Новый этап в истории формирования будущей проблематики и отдельных звеньев фабулы "Карамазовых" — конец 1860-х — начало 1870-х годов. В это время в планах романических циклов "Атеизм" и "Житие великого грешника" складывается сохраненный в "Карамазовых" общий замысел будущего романа-эпопеи, состоящего из нескольких частей, посвященных отдельным этапам духовного созревания главного героя — "грешника". Намечаются и некоторые из тех общих очертаний его биографии, которые явились зерном истории Алексея Карамазова юность, проведенная в качестве послушника в монастыре, близкое общение в эти годы с выдающимся по уму и нравственным качествам монахом-наставником, в беседах с которым закладывается фундамент религиозно-нравственного мировоззрения героя (Тихон, позже — Зосима), скитания в "миру", сложные, завязавшиеся в детские годы отношения с "Хроменькой" (отдаленный прообраз не только Хромоножки в "Бесах", но и будущей Лизы Хохлаковой), страстные споры о религии и "атеизме", потеря религиозной веры и новое ее обретение и т. д. (см. планы "Жития великого грешника" и "Романа о Князе и Ростовщике", а также примечания к ним — наст. изд. Т. 10). В "Бесах" в психологической "триаде" — Ставрогин, Верховенский и Федька Каторжный — предвосхищена аналогичная триада: Иван Карамазов, "черт" и Смердяков. В обоих случаях первый из трех названных персонажей — "свободный" мыслитель, наслаждающийся сознанием своей этической свободы и готовый допустить благоприятное для него по своим последствиям преступление (в первом случае — убийство Хромоножки, во втором — Федора Павловича), если оно совершится без его участия; второй — его сниженный, рассудочный и пошлый "двойник" с чертами "буржуазности" и моральной нечистоплотности; третий — реальный физический убийца, исполнитель чужой воли, лишенный совести, а потому спокойно берущий на себя практическое осуществление того, от чего отшатываются теоретики имморализма Ставрогин и Иван.

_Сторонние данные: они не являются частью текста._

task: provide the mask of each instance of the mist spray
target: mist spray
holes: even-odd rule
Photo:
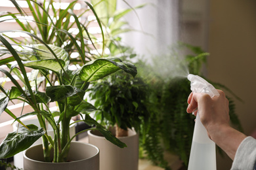
[[[191,90],[194,93],[205,93],[213,97],[219,94],[213,85],[202,77],[188,75]],[[193,139],[188,162],[188,170],[216,170],[215,143],[211,141],[201,122],[198,112],[194,129]]]

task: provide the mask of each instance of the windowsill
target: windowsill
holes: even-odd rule
[[[88,137],[83,137],[78,140],[84,143],[88,143]],[[182,170],[182,165],[181,161],[176,156],[165,154],[166,160],[168,160],[170,167],[173,170]],[[163,168],[153,165],[150,161],[145,159],[139,160],[138,170],[164,170]]]

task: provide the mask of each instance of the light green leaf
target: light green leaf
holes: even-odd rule
[[[137,68],[130,63],[116,62],[107,59],[97,59],[85,65],[79,71],[79,78],[86,82],[100,79],[119,70],[123,70],[133,77],[137,73]]]
[[[87,112],[93,112],[96,110],[97,109],[94,105],[87,102],[85,100],[82,101],[80,105],[79,105],[75,109],[75,111],[81,113],[85,113]]]
[[[77,88],[74,89],[73,94],[68,97],[68,104],[72,106],[76,106],[83,101],[85,92]]]
[[[35,125],[20,127],[18,131],[9,133],[0,145],[0,158],[10,158],[33,144],[45,134],[43,128]]]
[[[10,90],[9,97],[11,99],[20,96],[22,93],[15,86],[12,86]]]
[[[65,61],[59,60],[62,66],[65,66]],[[59,63],[54,59],[45,59],[43,60],[37,60],[32,61],[25,61],[23,63],[24,65],[34,69],[46,69],[54,72],[58,72],[61,70],[62,67]]]
[[[60,101],[72,96],[74,89],[71,86],[56,86],[46,88],[46,94],[51,97],[51,101]]]
[[[117,138],[114,137],[110,131],[106,129],[102,125],[98,124],[95,120],[92,118],[88,114],[85,114],[84,122],[89,126],[96,126],[96,128],[105,137],[106,139],[110,141],[120,148],[126,147],[125,143],[120,141]]]

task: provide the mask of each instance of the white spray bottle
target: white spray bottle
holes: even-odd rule
[[[202,77],[190,74],[188,79],[191,82],[191,90],[194,93],[205,93],[211,97],[219,95],[213,86]],[[188,170],[216,169],[215,143],[209,138],[207,131],[201,122],[200,113],[198,112]]]

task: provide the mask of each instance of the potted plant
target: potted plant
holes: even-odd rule
[[[29,1],[27,1],[28,3]],[[38,5],[36,1],[30,1]],[[94,11],[93,7],[89,3],[85,3]],[[45,12],[45,8],[43,7],[40,7],[41,6],[38,5],[37,7]],[[96,13],[95,14],[96,16]],[[7,15],[15,18],[12,14]],[[98,18],[96,17],[96,18],[98,20]],[[37,24],[41,24],[40,22],[37,22]],[[12,88],[9,90],[5,89],[2,86],[0,87],[2,92],[6,95],[1,99],[1,113],[5,110],[14,117],[15,120],[24,126],[20,127],[18,131],[10,133],[7,136],[0,145],[0,158],[12,156],[28,148],[33,142],[42,137],[45,161],[66,162],[68,159],[68,151],[74,148],[72,139],[78,135],[70,137],[70,122],[72,117],[79,114],[85,114],[84,118],[79,121],[83,121],[91,126],[95,126],[92,128],[99,130],[108,140],[120,147],[125,146],[123,143],[113,137],[108,131],[106,130],[102,126],[91,118],[87,114],[88,111],[93,110],[95,107],[83,100],[83,95],[90,82],[100,79],[120,69],[135,76],[137,74],[136,67],[133,65],[123,63],[113,58],[100,58],[87,61],[86,58],[88,57],[85,52],[85,46],[80,46],[74,39],[73,35],[65,29],[54,27],[53,30],[55,31],[54,34],[58,35],[58,37],[60,39],[62,36],[59,36],[59,35],[60,33],[64,34],[76,47],[75,50],[79,51],[79,60],[77,61],[81,62],[80,65],[77,66],[78,68],[75,71],[69,69],[70,66],[74,65],[74,63],[65,50],[67,48],[65,43],[62,45],[63,48],[58,47],[45,43],[44,40],[35,34],[35,32],[32,33],[31,32],[22,31],[30,36],[30,39],[33,40],[31,41],[31,44],[12,43],[11,44],[7,41],[9,37],[5,36],[4,34],[0,35],[0,41],[2,42],[1,52],[4,55],[11,54],[11,56],[7,56],[7,57],[5,57],[4,55],[2,56],[3,57],[0,60],[1,65],[7,65],[9,69],[1,69],[0,71],[9,78],[14,84]],[[14,61],[16,61],[16,64],[12,65],[11,62]],[[33,74],[31,74],[30,77],[27,75],[26,68],[33,69]],[[12,74],[16,75],[23,84],[20,85],[14,78]],[[41,80],[45,80],[46,83],[42,84]],[[7,108],[8,103],[13,99],[27,103],[34,111],[23,114],[21,116],[16,118]],[[57,103],[59,109],[58,111],[54,112],[51,111],[49,103],[51,102]],[[36,115],[41,128],[34,125],[25,126],[20,121],[20,119],[28,115]],[[54,119],[55,116],[59,116],[57,121]],[[51,124],[54,129],[54,137],[51,137],[47,134],[45,128],[46,121]],[[62,125],[61,128],[60,125]],[[79,148],[78,147],[78,148]],[[50,158],[52,149],[54,151],[53,158]],[[77,154],[79,152],[75,152]],[[28,154],[26,156],[30,154]],[[56,168],[54,167],[55,165],[53,165],[54,164],[50,163],[52,168]],[[26,169],[30,169],[27,167]],[[37,168],[37,169],[39,169]],[[43,169],[45,169],[45,167]]]
[[[141,78],[133,78],[124,71],[92,84],[89,99],[98,109],[95,115],[96,120],[127,146],[119,148],[97,131],[89,131],[89,143],[100,150],[100,169],[138,169],[139,132],[149,116],[147,85]]]
[[[185,167],[188,165],[195,117],[186,110],[191,92],[186,76],[190,73],[203,77],[201,69],[208,55],[200,47],[179,43],[168,54],[161,56],[161,60],[155,57],[153,64],[144,67],[144,80],[149,84],[148,92],[154,104],[148,108],[151,115],[147,135],[140,144],[146,158],[154,164],[168,168],[168,160],[163,154],[167,152],[178,156]],[[240,99],[228,88],[207,80],[215,88],[227,90],[233,97]],[[230,97],[228,99],[230,121],[241,130],[234,102]]]

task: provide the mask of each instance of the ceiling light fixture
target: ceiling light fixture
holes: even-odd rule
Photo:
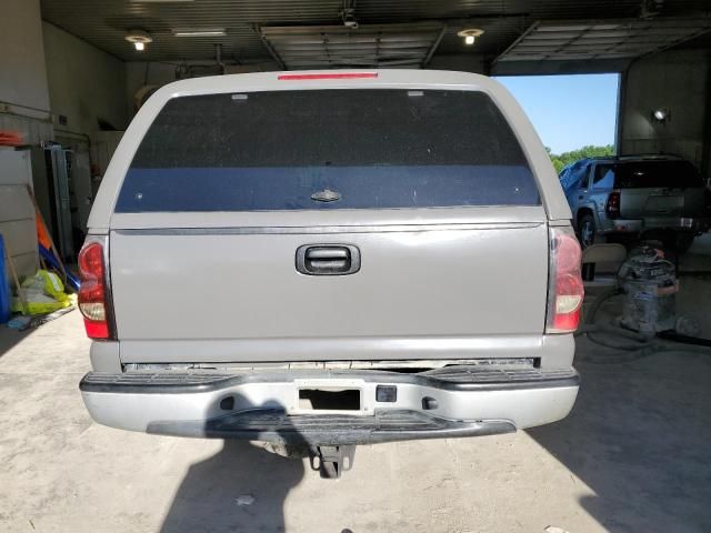
[[[220,37],[224,36],[224,28],[201,28],[198,30],[172,30],[174,37]]]
[[[667,122],[671,118],[671,111],[668,109],[655,109],[652,111],[652,119],[657,122]]]
[[[146,44],[153,42],[153,38],[143,30],[129,30],[124,39],[136,47],[136,50],[142,52],[146,50]]]
[[[457,34],[464,39],[464,44],[472,46],[478,37],[484,34],[484,30],[479,28],[470,28],[468,30],[458,31]]]

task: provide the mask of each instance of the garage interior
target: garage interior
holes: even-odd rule
[[[36,213],[74,262],[111,154],[160,87],[341,68],[619,73],[618,154],[678,154],[711,180],[705,0],[4,0],[0,131],[20,145],[0,147],[0,233],[18,275],[38,265]],[[711,235],[675,266],[677,314],[711,339]],[[587,305],[600,293],[591,284]],[[361,446],[324,485],[308,461],[248,442],[92,423],[77,388],[89,343],[79,312],[0,326],[2,531],[711,531],[708,348],[620,351],[581,335],[569,418]]]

Существенная веха творческой предыстории одного из центральных эпизодов "Братьев Карамазовых" — работа над главой III второй части романа "Бесы" (1871). Здесь в журнальной редакции Ставрогин рассказывал Даше о "бесе", который его посещает: "Я опять его видел <…> Сначала здесь, в углу, вот тут, у самого шкафа, а потом он сидел все рядом со мной, всю ночь, до и после моего выхода из дому <…> Вчера он был глуп и дерзок. Это тупой семинарист, самодовольство шестидесятых годов, лакейство мысли, лакейство среды, души, развития, с полным убеждением в непобедимости своей красоты… ничего не могло быть гаже. Я злился, что мой собственный бес мог явиться в такой дрянной маске. Никогда еще он так не приходил <…> Я знаю, что это я сам в разных видах, двоюсь и говорю сам с собой. Но все-таки он очень злится; ему ужасно хочется быть самостоятельным бесом и чтоб я в него уверовал в самом деле. Он смеялся вчера и уверял, что атеизм тому не мешает" (XII, 141). В дефинитивном тексте приведенный рассказ Ставрогина опущен и лишь в заключительной части диалога между героем и Дашей оставлены слова: "О, какой мой демон! Это просто маленький, гаденький, золотушный бесенок с насморком, из неудавшихся" (наст. изд. Т. 7. С. 278). Здесь намечена конструкция одной из центральных глав "Братьев Карамазовых", главы о "черте".[37]